While it’s not, technically, a true iPhone application one option is to adapt your existing web applications to be used in a more application-centric manner.

Apple provides a number of tips for improving the style of your web application. The most important points of which are:

  1. Providing a tray icon for the application (to be used when the user saves it).
  2. Providing a full-screen view of the application (with no MobileSafari toolbars showing).

This will give the full appearance of a regular iPhone application (after using some more styling and setup from iui, or similar).
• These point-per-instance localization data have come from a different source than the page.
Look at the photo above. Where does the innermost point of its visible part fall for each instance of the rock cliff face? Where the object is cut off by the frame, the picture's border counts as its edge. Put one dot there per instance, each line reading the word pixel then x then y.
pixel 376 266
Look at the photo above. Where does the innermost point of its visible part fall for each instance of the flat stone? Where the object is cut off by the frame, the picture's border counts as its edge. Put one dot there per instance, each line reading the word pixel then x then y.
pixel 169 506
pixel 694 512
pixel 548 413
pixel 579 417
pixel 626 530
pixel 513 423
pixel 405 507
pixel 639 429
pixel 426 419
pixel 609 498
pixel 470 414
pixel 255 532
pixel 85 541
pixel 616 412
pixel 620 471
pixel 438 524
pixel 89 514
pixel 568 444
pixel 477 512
The next step to making your iPhone web application more native-like is to tap into some of the underlying native APIs. One recent release that will help is that of PhoneGap.

PhoneGap is an application that exposes a few JavaScript APIs to pages running MobileSafari. Right now this includes Geolocation and access to the Accelerometer.



function gotLocation(lat,lon){
  document.body.innerHTML = "latitude: " + lat +
    " longitude: " + lon;


function updateAccel(){
  document.body.innerHTML = "accel: " + accelX + " " + accelY + " " + accelZ;    
  setTimeout(updateAccel, 100);

They’re also working on access to the camera, sound, and vibration tools of the phone.


The other day “Dr Nic” wrote up an article on how he had used a WebKit instance (along with HTML, CSS, and JavaScript) to render a portion of his iPhone application.

I contacted him about the project and wondered if he’d be willing to provide some of the code that backs it. Written up by his co-worker at Mocra, Anthony Mittaz, the result is called WebTouch.

Right now it’s just a zip file of sample code but hopefully it’ll be expanded at some point.

It’s really simple and gives you a good entry point into the world of hybrid HTML/CSS/JavaScript/Objective-C/Cocoa development. If you’ve been interested in Objective-C this might make for a good starting point, as well.


While this isn’t something that you can actually use, I think it’s pretty cool. This guy ported my Processing.js work to the iPhone, writing his own Canvas implementation using OpenGL ES hooking in to SpiderMonkey.

There are a lot of options available for the discerning JavaScript developer – the most promising of which is, I think, WebTouch. It’s pretty obvious that in order to be able to build the best possible iPhone application you would have to know Objective-C. Having a clear path, paved with JavaScript, to that end result should be any JavaScript developer’s goal.